College statistics should be taken with a grain of salt, especially in a season that was affected in many ways by the coronavirus pandemic, but Wilson rates an edge over Fields in situational passing categories -- red zone, third down, fourth quarter/overtime, versus the blitz and under pressure.
There was a huge disparity in the latter category. Neither quarterback faced a ton of pressure in the pocket in 2020, but Wilson posted a 46.9 QBR -- fourth among 125 qualified passers in the FBS. Fields' QBR was only 14.6, which ranked 40th. He had the tendency to hold the ball too long, taking 21 sacks on 85 dropbacks under pressure, per ESPN Stats & Information research. Wilson had only 11 in 83 dropbacks, in part because of a quick release.

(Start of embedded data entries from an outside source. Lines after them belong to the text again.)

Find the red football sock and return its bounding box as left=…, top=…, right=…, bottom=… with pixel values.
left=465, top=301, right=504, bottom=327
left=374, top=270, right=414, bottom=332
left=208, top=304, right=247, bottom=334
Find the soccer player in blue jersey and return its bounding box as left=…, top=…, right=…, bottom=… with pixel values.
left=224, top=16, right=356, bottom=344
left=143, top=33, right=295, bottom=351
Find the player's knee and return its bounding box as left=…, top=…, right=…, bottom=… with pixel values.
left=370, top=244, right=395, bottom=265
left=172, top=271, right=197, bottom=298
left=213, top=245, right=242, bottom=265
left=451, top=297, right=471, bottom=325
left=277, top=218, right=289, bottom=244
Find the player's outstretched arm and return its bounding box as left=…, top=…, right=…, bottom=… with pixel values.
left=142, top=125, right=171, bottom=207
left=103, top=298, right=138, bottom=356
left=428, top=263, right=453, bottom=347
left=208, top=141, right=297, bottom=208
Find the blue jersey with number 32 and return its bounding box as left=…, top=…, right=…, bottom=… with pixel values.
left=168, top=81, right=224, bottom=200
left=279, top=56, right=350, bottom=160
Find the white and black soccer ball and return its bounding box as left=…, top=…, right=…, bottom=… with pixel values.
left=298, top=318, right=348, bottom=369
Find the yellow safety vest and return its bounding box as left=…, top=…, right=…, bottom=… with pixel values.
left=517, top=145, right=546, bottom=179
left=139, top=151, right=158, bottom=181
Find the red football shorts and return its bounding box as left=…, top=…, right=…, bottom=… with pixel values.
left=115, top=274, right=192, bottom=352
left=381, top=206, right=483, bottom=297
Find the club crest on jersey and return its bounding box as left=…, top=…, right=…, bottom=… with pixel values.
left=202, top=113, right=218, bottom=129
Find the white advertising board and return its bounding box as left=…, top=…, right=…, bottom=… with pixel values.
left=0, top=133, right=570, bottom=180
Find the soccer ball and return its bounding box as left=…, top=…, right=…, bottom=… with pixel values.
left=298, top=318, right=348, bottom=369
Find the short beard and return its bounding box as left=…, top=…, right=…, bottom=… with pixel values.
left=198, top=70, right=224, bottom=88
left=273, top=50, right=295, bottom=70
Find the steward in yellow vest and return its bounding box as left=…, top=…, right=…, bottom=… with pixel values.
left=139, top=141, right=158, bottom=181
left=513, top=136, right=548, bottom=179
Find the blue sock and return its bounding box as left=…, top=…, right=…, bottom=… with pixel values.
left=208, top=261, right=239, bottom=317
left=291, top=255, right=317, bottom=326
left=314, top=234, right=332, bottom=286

Orlovsky said his primary concern with Wilson is that his 2020 season was relatively stress-free. As he put it, "His job of playing quarterback was the easiest of the Big Five last year," including Alabama's Mac Jones and North Dakota State's Lance in that group.
Wilson, surrounded by a strong supporting cast, went 11-1 against a soft schedule that had no Power 5 opponents. He had only two close games, including a 22-17 loss to Coastal Carolina. With time to throw and open wide receivers, it looked like pitch-and-catch at times. How easy was it? He never had four incomplete passes in a row.
"He's got some Baker Mayfield to him in terms of skill set, play style and size," a scout from an AFC team said of the comparison of Wilson to the Cleveland Browns quarterback. "He has some street-ball instincts and improv ability."
A scout from a different AFC team said, "[Wilson] does some freaky stuff, but I'd trust Justin a little more to last longer. You can't question his toughness and durability."
But, it looks like the Jets have made their decision.